Otro detalle que habría asombrado a quien no conociese las
costumbres de estas criaturas, era el aspecto que ofrecía una decimocuarta
muñeca con cabeza de chino que atada por el cuello pendía del herrumbrado
llamador de la puerta. Un racimo de lilas blancas y otro de lilas rojas se
inclinaban hacia ella; un vestido de color amarillo adornado con un festón de
franela roja envolvía su cuerpo; una guía de pequeñas flores coronaba sus
lustrosos bucles, y sus piececitos calzaban un par de botas azules. Una
sensación de sorpresa y angustia habría estremecido a quienquiera que
presenciase esa escena, porque ¡oh!, ¿por qué habían colgado a esa hermosa
muñequita delante de los ojos de sus trece hermanas? ¿Era acaso una criminal
cuyo castigo observaban las demás con mudo horror? ¿O era un ídolo al cual
adoraban con humilde devoción?
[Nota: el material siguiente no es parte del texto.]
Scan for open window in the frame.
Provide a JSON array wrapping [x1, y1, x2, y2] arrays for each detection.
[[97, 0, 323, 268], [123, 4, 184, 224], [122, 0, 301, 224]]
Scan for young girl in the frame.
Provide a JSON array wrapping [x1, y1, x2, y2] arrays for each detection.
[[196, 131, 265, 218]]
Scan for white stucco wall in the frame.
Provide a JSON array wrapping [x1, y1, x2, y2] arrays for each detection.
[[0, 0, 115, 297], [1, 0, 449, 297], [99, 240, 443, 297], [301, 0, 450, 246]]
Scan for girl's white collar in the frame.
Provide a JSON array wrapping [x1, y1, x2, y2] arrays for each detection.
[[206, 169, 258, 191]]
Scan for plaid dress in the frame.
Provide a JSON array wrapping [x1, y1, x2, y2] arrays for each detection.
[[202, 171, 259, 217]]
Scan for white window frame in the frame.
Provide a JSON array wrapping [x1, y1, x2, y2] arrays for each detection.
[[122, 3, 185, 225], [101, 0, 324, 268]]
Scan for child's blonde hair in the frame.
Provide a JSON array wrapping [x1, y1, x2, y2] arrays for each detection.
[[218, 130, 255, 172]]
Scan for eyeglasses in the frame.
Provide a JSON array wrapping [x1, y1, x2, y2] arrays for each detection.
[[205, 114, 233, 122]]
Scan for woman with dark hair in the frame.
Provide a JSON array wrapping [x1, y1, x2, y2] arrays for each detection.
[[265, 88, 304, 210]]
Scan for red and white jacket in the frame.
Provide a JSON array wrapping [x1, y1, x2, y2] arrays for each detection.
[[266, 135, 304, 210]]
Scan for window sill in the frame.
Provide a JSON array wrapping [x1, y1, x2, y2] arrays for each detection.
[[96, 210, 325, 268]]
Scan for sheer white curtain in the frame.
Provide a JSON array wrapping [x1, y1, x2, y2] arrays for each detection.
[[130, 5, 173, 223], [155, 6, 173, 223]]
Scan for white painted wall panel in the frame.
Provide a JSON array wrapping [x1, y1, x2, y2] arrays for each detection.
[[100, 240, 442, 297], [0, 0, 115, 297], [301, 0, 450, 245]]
Ni una cosa ni la otra, amigos míos. La pequeña
Belinda ocupaba, o mejor dicho, colgaba del puesto de honor porque se festejaba
su séptimo aniversario y tan magno acontecimiento iba a ser celebrado con una
gran fiesta.
Era evidente que solo se aguardaba una señal para dar comienzo
a la celebración, mas tan perfecta era la educación de las muñecas que ni uno de
los veintisiete ojos (Hans, el holandés, había perdido el derecho) miró en
dirección a la mesa o parpadeó ligeramente mientras permanecían en perfecto
orden observando a Belinda con muda admiración. Ésta, incapaz de dominar la
alegría y el orgullo que henchía su pecho de aserrín amenazando hacer saltar las
puntadas, daba pequeños saltos al compás del viento que movía su falda amarilla
e imitaba un paso de baile golpeando con sus botitas contra la puerta. Parecía
que no le resultaba doloroso estar colgada, pues sonreía alegremente como si la
cinta roja que tenía atada al cuello no le molestara lo más mínimo. En
consecuencia, ¿quién podía apiadarse de ella si demostraba hallarse tan a gusto
en aquella, situación? Por eso reinaba allí un silencio tan agradable que ni
siquiera turbaba el ronquido de Dinah, la punta de cuyo turbante era lo único
que asomaba del cobertor, o el llanto de la pequeña Jane que tenía uno de sus
piececitos torcido de tal manera que hubiera hecho proferir ayes de dolor a una
criatura menos educada que ella.
En ese momento se oyeron voces que se aproximaban y por la
glorieta de un sendero lateral se acercaron dos niñas, una de las cuales traía
una jarra en tanto que la otra sostenía con cuidado una canasta cubierta con una
servilleta. Parecían mellizas, pero no lo eran, ya que Babe, quien medía apenas
dos o tres centímetros más que Betty, era un año mayor que su hermana. Llevaban
ambas vestidos de percal oscuro bajo los limpios delantales rosados
confeccionados expresamente para usarlos en aquella especial ocasión, lo mismo
que las medias grises y las gruesas botas.